WHEN problems present themselves, the temptation is always to tackle the effects, not the causes. Causes are often complex, and can demand changes in practice and habit. We see this in two particular areas this week.
The first is a practical matter, relating to the flooding in northern England and Scotland. It is, of course, impossible to predict chaotic events by their very nature. Climatologists have, however, been warning for a long time about the likelihood that chaotic weather will increase as the planet warms, and there is now ample evidence to support their prediction. Even in the UK, a relatively stable, temperate country, it is a rare year that does not contain some new record-breaking weather. Those living in regions where the climate has always been more severe are now facing an unsustainable future, as delegates at the climate-change summit in Paris have been hearing. When the causes of drought and flooding, melting ice-caps, and coastal erosion are so obviously global, and the effects so glaringly immediate, it is no wonder that political leaders shy away from an approach that will be expensive, long-term, and with a questionable chance of success. But the result of not attempting to arrest the warming of the planet is painful to contemplate. The first signs that the climate is breaking down must be heeded.

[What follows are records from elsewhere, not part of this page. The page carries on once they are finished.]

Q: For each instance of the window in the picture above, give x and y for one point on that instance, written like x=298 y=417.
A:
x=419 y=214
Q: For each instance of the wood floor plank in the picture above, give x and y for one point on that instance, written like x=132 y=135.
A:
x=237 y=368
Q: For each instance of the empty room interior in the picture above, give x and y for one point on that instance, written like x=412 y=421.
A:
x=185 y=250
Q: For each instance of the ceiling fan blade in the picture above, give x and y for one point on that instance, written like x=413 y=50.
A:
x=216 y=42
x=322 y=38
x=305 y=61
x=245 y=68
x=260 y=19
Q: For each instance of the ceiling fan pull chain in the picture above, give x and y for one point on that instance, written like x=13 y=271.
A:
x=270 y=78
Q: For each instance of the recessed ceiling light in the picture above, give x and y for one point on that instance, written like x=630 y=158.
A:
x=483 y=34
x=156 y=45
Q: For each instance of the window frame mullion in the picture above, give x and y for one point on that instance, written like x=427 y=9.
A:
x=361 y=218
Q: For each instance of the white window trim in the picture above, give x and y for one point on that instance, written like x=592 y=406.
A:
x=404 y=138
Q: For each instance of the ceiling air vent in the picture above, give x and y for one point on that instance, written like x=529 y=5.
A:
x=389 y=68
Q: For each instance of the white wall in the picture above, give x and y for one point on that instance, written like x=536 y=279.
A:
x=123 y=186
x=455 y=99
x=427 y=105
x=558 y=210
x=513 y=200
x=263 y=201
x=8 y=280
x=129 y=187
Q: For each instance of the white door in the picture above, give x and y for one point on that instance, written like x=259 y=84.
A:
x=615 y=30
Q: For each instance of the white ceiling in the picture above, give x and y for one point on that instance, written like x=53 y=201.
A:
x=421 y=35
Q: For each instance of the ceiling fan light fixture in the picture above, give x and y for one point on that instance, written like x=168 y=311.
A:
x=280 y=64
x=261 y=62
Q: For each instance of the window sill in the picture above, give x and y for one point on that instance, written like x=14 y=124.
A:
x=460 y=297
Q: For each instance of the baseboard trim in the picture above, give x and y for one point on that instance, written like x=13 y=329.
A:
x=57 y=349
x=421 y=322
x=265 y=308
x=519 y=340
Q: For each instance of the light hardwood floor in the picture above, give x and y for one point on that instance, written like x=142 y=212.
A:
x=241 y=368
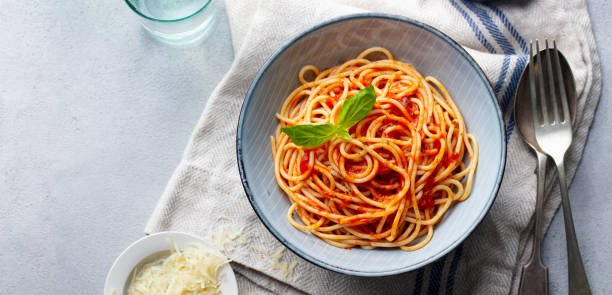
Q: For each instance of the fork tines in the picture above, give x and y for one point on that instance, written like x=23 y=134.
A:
x=547 y=94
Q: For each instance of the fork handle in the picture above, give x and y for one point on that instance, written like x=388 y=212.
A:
x=534 y=275
x=578 y=283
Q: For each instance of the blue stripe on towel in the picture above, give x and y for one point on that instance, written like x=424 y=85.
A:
x=508 y=49
x=479 y=35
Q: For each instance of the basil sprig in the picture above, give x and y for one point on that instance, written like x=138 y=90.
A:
x=353 y=110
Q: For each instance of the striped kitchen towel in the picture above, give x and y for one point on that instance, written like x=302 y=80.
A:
x=206 y=186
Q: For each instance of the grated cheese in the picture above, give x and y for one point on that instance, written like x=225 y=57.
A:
x=194 y=270
x=285 y=269
x=226 y=238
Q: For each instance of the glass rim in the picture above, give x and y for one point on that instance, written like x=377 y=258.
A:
x=129 y=3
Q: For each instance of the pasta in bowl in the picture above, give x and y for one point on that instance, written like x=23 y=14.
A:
x=392 y=180
x=335 y=171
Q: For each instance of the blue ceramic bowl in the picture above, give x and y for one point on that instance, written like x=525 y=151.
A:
x=328 y=44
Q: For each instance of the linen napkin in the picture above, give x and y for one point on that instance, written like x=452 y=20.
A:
x=205 y=189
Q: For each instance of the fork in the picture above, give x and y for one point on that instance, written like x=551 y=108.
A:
x=553 y=132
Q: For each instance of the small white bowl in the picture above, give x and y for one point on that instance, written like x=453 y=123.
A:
x=152 y=247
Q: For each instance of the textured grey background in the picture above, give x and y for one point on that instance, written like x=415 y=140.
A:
x=94 y=116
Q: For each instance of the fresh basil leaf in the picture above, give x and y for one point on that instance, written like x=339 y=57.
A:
x=311 y=135
x=343 y=133
x=357 y=107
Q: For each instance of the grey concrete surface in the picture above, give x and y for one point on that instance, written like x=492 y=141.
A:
x=94 y=116
x=589 y=194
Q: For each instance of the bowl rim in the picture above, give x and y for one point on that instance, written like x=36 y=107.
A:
x=315 y=260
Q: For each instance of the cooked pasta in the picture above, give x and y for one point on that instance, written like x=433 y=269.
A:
x=408 y=160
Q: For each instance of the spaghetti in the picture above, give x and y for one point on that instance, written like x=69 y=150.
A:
x=403 y=168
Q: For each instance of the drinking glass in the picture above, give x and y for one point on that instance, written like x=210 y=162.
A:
x=176 y=22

THE second issue where effect is being favoured over cause concerns religion in public life. The report of the commission chaired by Lady Butler-Sloss, Living with Difference, returns repeatedly to the topic of religious literacy. Ignorance and lack of discernment sit at the start of the path to radicalisation. They are also at the root of many of the sillier decisions and pronouncements, from Donald Trump’s proposal that all Muslims be refused entry to the United States, which is both risible and dangerous, to the less serious matter of the refusal to show the C of E’s Lord’s Prayer advertisement in cinemas. Writing about this latter case in the Evening Standard on Monday, Lord Williams, the former Archbishop of Canterbury, stated: “If we can’t tell the difference between sane and mad religion, we have lost a significant skill.”

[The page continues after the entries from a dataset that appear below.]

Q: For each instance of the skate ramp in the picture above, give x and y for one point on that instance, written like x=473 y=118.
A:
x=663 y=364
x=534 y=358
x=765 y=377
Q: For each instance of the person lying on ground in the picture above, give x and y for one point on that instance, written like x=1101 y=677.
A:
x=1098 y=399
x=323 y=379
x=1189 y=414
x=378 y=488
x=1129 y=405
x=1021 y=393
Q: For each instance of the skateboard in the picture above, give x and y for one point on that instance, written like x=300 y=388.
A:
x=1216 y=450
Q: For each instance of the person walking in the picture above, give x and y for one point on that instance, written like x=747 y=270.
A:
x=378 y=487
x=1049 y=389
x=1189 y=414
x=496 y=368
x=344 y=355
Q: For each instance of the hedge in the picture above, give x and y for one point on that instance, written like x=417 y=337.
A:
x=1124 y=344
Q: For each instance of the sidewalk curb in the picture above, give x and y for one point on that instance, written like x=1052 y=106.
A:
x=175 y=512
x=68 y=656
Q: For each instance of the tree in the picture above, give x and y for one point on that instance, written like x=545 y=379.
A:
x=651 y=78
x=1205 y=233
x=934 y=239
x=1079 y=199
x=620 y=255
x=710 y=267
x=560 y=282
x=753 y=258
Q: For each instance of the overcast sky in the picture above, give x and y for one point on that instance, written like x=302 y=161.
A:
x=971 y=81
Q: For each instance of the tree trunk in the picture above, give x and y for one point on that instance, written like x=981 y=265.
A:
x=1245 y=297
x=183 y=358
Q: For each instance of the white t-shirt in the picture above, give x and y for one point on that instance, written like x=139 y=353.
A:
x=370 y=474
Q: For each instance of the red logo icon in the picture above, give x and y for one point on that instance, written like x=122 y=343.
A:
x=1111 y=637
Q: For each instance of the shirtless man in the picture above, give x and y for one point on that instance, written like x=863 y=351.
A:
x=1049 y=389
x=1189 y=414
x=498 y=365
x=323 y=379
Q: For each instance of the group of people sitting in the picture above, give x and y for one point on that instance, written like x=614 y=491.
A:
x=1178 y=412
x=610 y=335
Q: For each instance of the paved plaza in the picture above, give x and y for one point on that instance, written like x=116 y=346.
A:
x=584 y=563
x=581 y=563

This does seem to be the case when a Times leader-writer can sum up religion as “what [people] believe about the origins and ends of the universe”. Religious illiteracy, then, is the cause of both bad religion and fear of religion, and it makes no sense to argue, as some have, that faith schools have no place in the education of the nation’s children. The Butler-Sloss commission advises against selection on religious grounds, but emphasises the need to restore religious education to the core of the curriculum. The Government’s refusal to fix this is increasingly puzzling. Again, it is a long-term solution, but the result of not attempting to do so is painful to contemplate.